Peran SBY hanya diam. Bisa saja mau ikut dan masih ngarep jadi tidak berbuat aneh-aneh.  Elit mereka juga tidak banyak ulah. Cukup menjadi anak manis.

Corona-19

Lantang sekali SBY, mulau dari AHY yang mengatakan Indonesia bisa porak poranda, SBY mengatakan koordinasi yang buruk, dan menelurkan lagi lagu. Tantrumnya jauh lebih tinggi, apalagi "pengendalinya" almarhumah Ibu Ani sudah tiada. Makinlah menjadi.

Semua juga paham seperti apa koordinasi, penanganan Pak Beye dalam banyak kasus. Mendiktekan gagasannya yang belum tentu sama dengan apa yang sedang dihadapi juga. Masalah penangkapan orang yang melakukan fitnahan, ujaran kebencian, berbeda dengan apa yang pemerintahan alami lalu-lalu. Beda era beda kondisi, jangan dipersama-samakan.

Kondisi Jokowi

Tentu bukan pemuja, tidak pula buzzer, tetapi setuju dengan pilihan sulit Jokowi. Sekian banyak orang hanya mencela tanpa mau tahu kesulitan Jokowi. Nah apakah kali ini akan juga bisa bertahan sebagaimana kasus-kasus yang lalu?

Prabowo dan Gerindra ada di dalam pemerintahan.

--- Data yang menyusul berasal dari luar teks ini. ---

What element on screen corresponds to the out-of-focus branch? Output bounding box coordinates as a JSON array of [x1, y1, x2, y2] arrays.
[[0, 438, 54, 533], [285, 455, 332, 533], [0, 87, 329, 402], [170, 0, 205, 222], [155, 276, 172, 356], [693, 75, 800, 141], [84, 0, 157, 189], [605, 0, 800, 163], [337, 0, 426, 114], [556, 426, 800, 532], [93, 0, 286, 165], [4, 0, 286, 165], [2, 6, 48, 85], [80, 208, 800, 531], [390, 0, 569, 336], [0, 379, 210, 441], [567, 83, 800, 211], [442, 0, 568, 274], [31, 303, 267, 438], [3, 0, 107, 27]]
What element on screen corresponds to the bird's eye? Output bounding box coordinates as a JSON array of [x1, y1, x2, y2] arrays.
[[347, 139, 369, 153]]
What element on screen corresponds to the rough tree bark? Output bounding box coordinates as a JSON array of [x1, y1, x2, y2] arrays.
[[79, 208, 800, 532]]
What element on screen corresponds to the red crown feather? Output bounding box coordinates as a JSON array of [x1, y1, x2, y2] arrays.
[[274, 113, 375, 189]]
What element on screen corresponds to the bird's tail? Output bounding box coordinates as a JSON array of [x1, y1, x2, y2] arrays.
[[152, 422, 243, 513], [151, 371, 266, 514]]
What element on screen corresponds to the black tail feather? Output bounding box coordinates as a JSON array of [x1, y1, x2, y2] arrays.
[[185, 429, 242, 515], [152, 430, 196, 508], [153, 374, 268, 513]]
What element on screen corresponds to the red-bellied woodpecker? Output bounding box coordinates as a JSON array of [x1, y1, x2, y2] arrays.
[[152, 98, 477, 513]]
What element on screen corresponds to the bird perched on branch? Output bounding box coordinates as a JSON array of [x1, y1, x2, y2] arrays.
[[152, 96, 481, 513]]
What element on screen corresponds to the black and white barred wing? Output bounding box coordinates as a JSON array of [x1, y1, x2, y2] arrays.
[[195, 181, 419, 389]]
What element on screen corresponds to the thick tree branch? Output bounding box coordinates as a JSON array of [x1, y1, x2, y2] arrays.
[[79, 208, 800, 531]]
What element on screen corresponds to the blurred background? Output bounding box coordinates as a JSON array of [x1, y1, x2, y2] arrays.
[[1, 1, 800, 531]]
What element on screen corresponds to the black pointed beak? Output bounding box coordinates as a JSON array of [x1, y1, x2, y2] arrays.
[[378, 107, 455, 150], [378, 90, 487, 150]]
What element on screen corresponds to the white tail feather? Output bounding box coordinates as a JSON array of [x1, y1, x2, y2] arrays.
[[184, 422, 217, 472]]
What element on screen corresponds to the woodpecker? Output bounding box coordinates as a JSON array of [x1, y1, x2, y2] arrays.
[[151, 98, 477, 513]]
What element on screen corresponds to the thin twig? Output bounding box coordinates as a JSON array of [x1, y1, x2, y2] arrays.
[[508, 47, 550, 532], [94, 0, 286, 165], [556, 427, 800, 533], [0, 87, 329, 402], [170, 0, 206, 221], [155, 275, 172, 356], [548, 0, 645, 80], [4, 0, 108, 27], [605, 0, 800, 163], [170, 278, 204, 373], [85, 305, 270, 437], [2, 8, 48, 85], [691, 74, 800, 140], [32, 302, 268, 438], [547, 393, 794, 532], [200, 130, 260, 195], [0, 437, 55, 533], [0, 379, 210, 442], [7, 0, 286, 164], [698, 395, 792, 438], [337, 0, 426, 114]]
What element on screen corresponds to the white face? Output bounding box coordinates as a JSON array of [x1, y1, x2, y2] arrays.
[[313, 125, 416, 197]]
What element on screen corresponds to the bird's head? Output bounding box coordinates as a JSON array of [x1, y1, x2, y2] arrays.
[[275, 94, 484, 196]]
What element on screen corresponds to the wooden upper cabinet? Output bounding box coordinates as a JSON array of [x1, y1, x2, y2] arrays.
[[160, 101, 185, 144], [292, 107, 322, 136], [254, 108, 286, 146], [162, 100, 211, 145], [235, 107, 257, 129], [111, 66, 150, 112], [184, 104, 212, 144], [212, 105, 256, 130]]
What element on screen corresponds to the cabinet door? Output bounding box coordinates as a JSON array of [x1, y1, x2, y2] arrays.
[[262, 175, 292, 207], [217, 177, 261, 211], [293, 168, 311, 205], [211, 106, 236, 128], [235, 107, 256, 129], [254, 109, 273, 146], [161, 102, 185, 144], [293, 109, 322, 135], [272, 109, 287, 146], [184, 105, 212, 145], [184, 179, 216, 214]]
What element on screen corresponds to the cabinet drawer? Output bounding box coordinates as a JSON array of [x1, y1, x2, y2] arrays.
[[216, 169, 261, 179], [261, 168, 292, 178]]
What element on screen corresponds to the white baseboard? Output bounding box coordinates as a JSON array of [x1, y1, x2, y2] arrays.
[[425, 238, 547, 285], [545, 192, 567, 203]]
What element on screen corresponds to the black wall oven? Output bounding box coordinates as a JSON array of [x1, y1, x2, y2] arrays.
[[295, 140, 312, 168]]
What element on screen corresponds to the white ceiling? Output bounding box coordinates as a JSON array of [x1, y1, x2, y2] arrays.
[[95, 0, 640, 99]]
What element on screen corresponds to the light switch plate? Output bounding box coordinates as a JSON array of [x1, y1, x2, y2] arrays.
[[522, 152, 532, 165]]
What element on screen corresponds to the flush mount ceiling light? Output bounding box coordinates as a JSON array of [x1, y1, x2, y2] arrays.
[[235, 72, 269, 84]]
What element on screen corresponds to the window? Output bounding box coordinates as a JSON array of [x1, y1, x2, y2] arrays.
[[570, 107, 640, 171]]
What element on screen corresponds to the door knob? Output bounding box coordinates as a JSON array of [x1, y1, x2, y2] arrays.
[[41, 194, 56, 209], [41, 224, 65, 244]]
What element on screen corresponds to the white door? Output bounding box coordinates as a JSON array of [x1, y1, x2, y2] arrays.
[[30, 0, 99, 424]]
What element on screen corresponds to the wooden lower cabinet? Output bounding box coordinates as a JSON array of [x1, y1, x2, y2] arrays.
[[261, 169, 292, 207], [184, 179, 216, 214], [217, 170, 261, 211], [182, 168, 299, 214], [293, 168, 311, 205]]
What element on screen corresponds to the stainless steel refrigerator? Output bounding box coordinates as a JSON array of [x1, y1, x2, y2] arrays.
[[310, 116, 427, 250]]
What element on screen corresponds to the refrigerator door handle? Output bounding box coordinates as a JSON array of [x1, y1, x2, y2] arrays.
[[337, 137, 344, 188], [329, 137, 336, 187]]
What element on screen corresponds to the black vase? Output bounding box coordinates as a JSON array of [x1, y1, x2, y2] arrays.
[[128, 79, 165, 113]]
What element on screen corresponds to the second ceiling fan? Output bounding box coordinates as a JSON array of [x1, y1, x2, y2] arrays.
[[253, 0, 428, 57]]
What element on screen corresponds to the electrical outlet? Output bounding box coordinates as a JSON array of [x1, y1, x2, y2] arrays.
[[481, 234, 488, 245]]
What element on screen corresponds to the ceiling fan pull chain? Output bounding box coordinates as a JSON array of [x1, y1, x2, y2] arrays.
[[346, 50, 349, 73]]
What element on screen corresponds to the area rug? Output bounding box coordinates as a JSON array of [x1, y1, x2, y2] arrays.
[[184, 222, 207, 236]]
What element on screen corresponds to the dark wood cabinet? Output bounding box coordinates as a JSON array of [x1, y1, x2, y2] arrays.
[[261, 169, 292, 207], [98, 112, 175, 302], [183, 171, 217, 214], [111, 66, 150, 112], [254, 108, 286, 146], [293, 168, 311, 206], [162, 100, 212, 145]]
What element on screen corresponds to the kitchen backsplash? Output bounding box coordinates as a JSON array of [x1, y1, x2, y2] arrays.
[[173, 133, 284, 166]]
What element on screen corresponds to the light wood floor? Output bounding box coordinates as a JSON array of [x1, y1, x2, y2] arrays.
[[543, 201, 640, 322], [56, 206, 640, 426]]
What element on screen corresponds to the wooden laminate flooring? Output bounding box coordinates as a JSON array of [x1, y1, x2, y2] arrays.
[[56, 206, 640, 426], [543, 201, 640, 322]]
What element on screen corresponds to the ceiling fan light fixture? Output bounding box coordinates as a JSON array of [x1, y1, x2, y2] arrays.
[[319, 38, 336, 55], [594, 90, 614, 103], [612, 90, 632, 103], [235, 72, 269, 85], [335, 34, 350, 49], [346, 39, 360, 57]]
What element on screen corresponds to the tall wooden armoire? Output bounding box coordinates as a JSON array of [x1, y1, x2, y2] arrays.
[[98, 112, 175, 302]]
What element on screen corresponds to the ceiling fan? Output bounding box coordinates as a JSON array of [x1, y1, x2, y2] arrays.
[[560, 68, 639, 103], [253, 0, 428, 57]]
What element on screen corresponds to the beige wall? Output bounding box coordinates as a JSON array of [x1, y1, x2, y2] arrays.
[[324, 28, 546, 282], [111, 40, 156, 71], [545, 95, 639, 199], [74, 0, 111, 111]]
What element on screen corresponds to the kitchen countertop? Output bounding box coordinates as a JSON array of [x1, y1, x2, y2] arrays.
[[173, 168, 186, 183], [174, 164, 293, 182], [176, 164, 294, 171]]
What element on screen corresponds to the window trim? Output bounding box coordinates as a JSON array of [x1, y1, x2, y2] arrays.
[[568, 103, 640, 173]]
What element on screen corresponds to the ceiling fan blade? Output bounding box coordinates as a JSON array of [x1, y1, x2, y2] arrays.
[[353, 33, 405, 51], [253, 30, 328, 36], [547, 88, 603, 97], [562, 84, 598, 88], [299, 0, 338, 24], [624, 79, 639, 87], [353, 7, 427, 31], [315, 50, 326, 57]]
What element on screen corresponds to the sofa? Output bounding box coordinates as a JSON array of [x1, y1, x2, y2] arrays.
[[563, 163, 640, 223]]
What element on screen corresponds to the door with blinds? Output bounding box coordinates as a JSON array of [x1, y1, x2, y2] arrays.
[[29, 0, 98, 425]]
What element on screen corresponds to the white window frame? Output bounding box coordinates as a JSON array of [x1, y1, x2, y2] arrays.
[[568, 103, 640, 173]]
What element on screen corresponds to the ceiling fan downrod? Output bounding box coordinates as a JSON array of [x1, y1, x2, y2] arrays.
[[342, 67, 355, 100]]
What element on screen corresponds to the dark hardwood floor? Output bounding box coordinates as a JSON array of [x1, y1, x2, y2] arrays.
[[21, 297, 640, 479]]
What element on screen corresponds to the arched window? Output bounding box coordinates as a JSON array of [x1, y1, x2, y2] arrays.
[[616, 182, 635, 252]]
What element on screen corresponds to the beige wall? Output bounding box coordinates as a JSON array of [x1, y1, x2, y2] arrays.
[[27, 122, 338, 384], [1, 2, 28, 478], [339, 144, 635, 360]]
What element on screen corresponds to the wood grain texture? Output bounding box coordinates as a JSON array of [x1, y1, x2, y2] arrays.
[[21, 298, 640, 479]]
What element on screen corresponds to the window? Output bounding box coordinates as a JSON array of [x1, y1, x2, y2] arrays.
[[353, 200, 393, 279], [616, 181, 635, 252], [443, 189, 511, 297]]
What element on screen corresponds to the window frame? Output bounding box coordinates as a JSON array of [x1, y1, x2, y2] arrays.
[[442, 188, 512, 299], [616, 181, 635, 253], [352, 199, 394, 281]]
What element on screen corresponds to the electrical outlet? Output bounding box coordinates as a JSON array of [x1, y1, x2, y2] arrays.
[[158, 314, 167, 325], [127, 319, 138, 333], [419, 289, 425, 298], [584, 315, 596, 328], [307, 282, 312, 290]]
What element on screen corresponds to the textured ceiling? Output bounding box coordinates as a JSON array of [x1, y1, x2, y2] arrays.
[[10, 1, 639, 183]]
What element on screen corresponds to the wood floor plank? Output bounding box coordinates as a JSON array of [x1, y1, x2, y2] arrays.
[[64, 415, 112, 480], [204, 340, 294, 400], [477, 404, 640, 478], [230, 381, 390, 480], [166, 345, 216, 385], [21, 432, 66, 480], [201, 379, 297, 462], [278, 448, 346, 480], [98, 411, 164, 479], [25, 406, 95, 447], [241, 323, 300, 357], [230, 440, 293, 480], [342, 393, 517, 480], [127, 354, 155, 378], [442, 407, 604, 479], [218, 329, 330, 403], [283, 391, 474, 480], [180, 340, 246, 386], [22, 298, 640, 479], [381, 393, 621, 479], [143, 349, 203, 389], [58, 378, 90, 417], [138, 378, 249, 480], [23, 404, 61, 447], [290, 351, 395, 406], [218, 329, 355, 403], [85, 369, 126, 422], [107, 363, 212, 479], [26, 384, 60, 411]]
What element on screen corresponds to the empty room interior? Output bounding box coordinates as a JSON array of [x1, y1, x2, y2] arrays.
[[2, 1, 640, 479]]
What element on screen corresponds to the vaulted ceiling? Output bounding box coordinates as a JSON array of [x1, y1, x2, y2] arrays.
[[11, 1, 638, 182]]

Sedikit mengurangi beban kata-kata buruk sebagaimana yang lampau. Keberadaan Prabowo sebagai "rival" terkuat Jokowi dalam dua pilpres ada dalam kabinet mengurangi tekanan itu. Soal banyak elit Gerindra nyaring sumbangnya, tidak cukup signifikan.

Militer jelas solid di belakang pemerintah. Sejarah militer mengawal pemerintahan yang sah itu penting. Sekali melakukan kudeta, akan terulang dan menjadi penyakit yang sangat buruk. Sejarah tetap baik demikian adanya.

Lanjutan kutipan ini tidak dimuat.